Yep they love us because we can’t stick to the trading plan, we head off script first chance we get, and we trade like we’re in Las Vegas or Mecca for one night only.
I don’t blame the broker, they found a rich vein and they’re exploiting it, that’s how it should be. I’m a capitalist.
No the fault lies squarely with the trader, me and you. We need to educate ourselves in order to gain an advantage, being ignorant gives the advantage to the broker.
And so should we trade Forex? No, unless we’re prepared to learn all we can about Technical and fundamental analysis before ever even opening a broker account. Then no, we are just kidding ourselves or lets just call it what it is – Hello Las Vegas.
What does a winning Forex Trader look like?
A winning trader tends to approach trading with an academic mindset. They treat it like a proper career/business. They prepare for it, fill their knowledge gaps.
Many specialize in just one currency pair. They understand what moves their market. Getting a solid technical and fundamental handle on all currency pairs just isn’t possible.
They ain’t like plumbers, they don’t learn on the job.
The pros trade the same market we do, and same as us, they lose more times than they win. Difference is, they don’t think about the market like we do, and they know a few secrets.
When they win, they make dame sure they win by three or four times what they could have lost. You know, they build a solid risk reward ratio into their trading plan.
The second secret, they understand the law of large numbers – as the sample size of trades grow, the mean moves closer to the average trade outcome.
Meaning a trader expects to lose, in fact they expect a period where they’ll have a whole string of losing trades. Pro trader doesn’t get upset, they understand the law of large numbers and they continue to trade as per their trading plan.
They know the norm will be restored before long, and by the month, quarter, year end they’ll be net net in gravy.
They use the law of large numbers to their advantage, they focus on sticking to the plan but above all else they make sure they get to play again tomorrow – They manage their losses.
What is Technical Analysis?
Forex technical analysis is the reading of Forex charts in order to forecast future Forex price movements. It is one of the most popular Forex trading strategies and is based on the assumption that price patterns repeat themselves.
Commonly Forex technical analysis use candlesticks, moving averages, trendlines, and some type of lower indicator or collection of. Some of the most common ones include MACD, On Balance Volume, Stochastic Oscillator, A/D Line.
Candlesticks provide a clear visual representation of price movement, while moving averages smooth out the volatility and help to identify trends.
Trendlines are used to connect price highs and lows, while time frames help traders to determine the best timeframes for their Forex trading strategy.

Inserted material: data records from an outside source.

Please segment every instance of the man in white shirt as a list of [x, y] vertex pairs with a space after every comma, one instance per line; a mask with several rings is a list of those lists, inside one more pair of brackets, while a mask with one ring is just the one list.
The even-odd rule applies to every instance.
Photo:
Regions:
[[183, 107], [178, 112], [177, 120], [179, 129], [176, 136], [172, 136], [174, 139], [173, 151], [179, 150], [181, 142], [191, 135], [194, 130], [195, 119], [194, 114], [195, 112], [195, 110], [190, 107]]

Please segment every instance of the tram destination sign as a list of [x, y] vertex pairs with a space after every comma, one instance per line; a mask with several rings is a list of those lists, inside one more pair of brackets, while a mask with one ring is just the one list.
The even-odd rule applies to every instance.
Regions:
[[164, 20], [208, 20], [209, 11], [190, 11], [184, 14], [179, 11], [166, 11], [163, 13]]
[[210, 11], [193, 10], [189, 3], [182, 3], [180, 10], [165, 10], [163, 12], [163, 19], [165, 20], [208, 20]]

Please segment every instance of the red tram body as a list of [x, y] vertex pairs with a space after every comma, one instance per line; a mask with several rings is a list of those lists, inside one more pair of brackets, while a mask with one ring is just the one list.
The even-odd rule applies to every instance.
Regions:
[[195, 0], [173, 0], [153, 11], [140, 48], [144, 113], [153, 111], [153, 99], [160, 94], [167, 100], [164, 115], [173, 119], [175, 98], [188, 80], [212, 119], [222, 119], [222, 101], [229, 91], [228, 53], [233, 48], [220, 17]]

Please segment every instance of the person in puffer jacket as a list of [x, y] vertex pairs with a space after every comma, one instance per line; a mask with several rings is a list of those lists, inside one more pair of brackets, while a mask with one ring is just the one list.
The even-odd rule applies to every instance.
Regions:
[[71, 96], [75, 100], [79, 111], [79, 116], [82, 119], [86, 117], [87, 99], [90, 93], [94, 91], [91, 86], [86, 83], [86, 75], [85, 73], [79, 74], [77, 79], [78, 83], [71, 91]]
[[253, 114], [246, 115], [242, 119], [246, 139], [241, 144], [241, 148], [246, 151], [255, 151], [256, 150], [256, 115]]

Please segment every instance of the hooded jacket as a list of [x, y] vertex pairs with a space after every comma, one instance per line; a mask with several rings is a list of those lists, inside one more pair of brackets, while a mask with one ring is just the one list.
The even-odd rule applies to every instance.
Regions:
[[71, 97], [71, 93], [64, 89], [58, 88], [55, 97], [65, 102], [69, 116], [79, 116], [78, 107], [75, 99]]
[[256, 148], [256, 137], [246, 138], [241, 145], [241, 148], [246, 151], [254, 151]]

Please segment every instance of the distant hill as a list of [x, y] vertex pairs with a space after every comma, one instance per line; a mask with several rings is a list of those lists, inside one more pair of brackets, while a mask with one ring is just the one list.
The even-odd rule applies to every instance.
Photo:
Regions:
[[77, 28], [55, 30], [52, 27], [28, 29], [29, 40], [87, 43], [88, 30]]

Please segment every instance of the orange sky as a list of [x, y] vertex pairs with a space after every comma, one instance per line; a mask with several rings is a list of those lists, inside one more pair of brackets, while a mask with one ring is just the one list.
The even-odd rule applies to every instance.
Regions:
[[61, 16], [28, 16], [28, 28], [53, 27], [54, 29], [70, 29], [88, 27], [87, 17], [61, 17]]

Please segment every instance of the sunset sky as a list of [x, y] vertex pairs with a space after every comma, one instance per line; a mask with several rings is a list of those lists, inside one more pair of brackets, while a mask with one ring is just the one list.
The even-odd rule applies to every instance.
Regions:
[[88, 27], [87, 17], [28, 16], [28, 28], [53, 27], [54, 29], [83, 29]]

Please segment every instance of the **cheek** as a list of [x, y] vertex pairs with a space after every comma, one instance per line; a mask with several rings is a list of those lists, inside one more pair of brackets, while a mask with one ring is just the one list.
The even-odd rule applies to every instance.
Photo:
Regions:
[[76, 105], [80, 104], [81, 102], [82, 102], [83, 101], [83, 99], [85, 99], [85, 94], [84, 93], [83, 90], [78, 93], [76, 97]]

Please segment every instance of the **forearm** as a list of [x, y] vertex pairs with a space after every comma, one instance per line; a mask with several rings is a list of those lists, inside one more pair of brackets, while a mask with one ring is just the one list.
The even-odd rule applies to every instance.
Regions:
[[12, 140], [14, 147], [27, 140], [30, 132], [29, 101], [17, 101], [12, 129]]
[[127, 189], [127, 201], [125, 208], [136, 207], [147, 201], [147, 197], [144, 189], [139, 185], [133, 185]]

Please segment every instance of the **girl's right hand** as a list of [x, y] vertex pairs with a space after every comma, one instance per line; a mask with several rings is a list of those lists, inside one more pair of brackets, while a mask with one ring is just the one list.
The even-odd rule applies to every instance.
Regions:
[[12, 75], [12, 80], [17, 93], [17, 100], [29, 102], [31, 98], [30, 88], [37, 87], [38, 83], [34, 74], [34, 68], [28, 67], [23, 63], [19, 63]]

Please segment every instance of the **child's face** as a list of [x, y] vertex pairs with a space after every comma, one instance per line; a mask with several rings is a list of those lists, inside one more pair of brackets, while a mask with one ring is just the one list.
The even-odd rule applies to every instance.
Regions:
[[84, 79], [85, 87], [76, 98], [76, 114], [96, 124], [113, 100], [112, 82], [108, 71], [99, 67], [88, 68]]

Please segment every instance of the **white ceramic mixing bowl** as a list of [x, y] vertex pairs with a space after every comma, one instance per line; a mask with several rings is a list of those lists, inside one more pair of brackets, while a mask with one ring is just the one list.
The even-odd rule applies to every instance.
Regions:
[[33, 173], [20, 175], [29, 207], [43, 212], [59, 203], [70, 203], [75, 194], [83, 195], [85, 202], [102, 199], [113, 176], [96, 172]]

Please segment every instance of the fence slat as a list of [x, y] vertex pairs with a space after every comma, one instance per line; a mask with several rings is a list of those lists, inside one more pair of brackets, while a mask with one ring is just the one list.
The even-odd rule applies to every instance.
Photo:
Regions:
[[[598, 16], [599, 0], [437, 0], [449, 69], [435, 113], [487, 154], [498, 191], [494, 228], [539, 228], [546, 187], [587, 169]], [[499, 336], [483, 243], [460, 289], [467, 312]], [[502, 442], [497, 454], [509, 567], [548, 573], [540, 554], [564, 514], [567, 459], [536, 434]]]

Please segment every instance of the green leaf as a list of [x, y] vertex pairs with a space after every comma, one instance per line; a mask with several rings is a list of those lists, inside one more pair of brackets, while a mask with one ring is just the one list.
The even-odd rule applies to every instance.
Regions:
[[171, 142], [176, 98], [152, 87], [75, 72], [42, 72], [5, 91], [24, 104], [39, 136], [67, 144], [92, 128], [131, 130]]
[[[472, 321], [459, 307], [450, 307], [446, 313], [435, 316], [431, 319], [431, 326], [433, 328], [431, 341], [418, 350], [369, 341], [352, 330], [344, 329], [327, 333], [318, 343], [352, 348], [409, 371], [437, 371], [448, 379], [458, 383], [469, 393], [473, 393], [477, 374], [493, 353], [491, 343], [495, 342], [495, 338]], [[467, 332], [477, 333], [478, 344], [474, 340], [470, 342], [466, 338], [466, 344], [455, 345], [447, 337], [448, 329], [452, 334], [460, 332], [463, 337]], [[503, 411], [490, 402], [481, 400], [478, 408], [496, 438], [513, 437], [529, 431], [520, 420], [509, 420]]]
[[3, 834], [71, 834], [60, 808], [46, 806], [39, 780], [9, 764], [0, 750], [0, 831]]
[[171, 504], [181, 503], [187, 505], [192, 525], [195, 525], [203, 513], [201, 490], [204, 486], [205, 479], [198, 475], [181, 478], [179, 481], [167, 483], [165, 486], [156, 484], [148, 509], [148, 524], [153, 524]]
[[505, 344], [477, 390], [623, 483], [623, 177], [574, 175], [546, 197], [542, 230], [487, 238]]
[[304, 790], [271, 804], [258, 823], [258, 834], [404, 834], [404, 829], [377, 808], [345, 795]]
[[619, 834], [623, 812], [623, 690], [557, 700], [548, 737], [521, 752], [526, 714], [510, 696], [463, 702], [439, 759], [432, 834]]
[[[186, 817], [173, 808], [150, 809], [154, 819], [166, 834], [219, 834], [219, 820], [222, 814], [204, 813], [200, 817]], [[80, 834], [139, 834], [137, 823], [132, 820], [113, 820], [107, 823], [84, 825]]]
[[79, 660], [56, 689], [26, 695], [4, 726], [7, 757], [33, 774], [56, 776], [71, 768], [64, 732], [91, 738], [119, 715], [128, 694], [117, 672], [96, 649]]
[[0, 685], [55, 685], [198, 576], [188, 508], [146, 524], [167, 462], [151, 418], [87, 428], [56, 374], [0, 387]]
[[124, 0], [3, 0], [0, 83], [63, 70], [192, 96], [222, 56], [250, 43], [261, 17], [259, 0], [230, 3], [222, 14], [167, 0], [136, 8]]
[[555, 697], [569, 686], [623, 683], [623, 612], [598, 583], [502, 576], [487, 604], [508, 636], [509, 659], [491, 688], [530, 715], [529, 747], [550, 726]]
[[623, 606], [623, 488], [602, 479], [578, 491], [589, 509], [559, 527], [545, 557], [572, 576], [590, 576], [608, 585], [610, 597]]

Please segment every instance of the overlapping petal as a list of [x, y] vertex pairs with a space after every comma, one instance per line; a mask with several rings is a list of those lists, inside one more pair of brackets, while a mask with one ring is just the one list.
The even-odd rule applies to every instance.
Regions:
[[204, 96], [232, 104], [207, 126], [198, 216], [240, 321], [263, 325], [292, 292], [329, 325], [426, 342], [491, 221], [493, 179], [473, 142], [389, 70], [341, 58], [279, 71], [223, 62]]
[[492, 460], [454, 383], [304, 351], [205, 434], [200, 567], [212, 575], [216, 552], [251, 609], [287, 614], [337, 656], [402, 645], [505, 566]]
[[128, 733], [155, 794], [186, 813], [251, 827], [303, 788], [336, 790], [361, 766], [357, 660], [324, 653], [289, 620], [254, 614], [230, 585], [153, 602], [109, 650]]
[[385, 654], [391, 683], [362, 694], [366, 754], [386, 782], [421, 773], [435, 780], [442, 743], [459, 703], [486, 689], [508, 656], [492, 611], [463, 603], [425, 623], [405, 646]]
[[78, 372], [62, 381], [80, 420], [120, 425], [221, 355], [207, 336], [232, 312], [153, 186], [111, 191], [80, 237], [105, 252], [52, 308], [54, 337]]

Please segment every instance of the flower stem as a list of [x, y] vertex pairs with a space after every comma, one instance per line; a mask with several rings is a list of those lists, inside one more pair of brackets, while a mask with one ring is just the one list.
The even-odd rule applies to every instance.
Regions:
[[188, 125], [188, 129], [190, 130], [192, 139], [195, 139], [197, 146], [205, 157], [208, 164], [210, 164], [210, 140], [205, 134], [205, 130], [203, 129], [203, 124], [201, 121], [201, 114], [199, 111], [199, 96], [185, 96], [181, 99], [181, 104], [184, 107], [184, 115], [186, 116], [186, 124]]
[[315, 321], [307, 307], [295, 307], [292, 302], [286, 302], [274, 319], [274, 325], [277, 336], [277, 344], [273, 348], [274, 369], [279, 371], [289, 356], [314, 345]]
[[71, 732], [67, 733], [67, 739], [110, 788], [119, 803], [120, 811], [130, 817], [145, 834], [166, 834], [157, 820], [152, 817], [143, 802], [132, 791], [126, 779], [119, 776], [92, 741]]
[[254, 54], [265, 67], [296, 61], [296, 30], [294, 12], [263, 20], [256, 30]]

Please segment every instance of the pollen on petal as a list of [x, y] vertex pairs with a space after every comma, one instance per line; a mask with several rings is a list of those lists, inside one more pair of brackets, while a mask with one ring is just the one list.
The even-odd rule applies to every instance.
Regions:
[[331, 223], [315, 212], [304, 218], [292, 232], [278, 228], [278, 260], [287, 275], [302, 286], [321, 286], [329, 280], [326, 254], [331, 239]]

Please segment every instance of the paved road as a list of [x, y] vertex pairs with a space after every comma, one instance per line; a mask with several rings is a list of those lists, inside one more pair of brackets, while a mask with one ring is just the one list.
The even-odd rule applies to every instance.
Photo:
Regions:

But technical analysis goes a lot deeper than that, Fib levels, Elliot waves, Chart patterns such as Head and Shoulders are all well followed indicators of market direction. TA can be as simple or as complex as you want to make it.
By understanding and utilizing Forex technical analysis, traders can gain a better understanding of market dynamics and make informed trading decisions.
What is Fundamental Analysis?
Fundamental analysis, on the other hand, focuses on economic indicators such as inflation rates, interest rates, employment figures, GDP, and practitioners monitor carefully important geo political events for risks and or opportunities in their chosen currency pair.
By taking both technical and fundamental factors into account, Forex traders can gain an advantage over most retail traders who likely won’t put the work in. Your edge in the market comes from plain old hard work.